NOAA Teacher at Sea
Aboard R/V Savannah
July 18 — 29, 2011
Mission: Reef Fish Survey
Geographical Area: Southeast Atlantic Ocean
Date: July 21, 2011
Science and Technology Log
Dear Blog Aficionados,
Today I saw two different types of sea turtles, a bunch of jelly fishes, dolphins, and the people on the boat. It has been a beautiful day and I am trying to rest up because it is going to be a long day and night of setting up traps and categorizing fish. The weather here is hot and somewhat clear. I believe there is a high pressure system over us at this time. However, when you look over the coast of Florida there are these extremely large rain clouds, which are cumulonimbus clouds, rising into the sky. The sky is clear all around the boat and suddenly there is this large mass of clouds. Last night was very memorable when a lightning storm intermittently made this region glow. I stood at the bow, stern, port side, or starboard side in wonder of this spectacle. (Hopefully I will learn locations by the end of the trip.)
The last time I wrote about myself I was a bit nauseated, which does not do much for the self-esteem. My name is Walter Charuba and I have been teaching for a number of years. (This is code for not wanting to give you a specific number.) I am lucky to work for Grosse Pointe Schools at a great school called Brownell Middle School.
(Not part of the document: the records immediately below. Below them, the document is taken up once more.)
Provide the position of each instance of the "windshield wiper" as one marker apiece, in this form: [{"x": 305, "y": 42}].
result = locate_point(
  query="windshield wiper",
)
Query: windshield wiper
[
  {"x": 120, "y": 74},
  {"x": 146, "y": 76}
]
I am also lucky to live in Grosse Pointe Farms and I actually live about a half a block from my school. This makes my carbon footprint sort of a toe print.
I have won numerous teaching awards such as Best Dressed Teacher, Youngest Looking Teacher (I hand out treats for this one.) and Teacher Who Lives Closest to School. After filling out the forms and passing the physical, and these examples from my wonderful resume, I was lucky enough to be chosen for the NOAA Teacher at Sea Program. Seriously, I do feel very fortunate to be part of this program and learning from these scientists.
You now may be wondering what exactly am I doing on this wonderful boat called the Savannah? (If you are not wondering about it, could you change your focus, because this concerns my next paragraph!) I am assisting in a very large fisheries survey by setting up fish traps, deploying of fish traps, and collecting data about the fish. When laid flat, the fish traps are six by five feet across and two feet deep. In these traps we place 24 menhaden bait fish, which are a close relative to the herring, if that means anything to you.
Then 5 to 6 traps are dropped off the back of the boat with special cameras to record activity around the trap. These cameras take about ninety minutes of footage. The traps also have two buoys connected to them to assist in collection. The areas where the traps are dropped are designated by the Chief Scientist, Warren Mitchell. Using sonar, Warren has to consider depth, currents, distance, topography, and a time schedule. Not an easy decision.
Science Watch Chiefs, Sarah Goldman and David Berrane, have to make certain the drop offs go smoothly. They have to make certain there are enough bait in the traps, and if all materials are ready for a perfect drop. Trap and data collection are another major responsibility of the chief scientists, and this will be the topic of the next blog.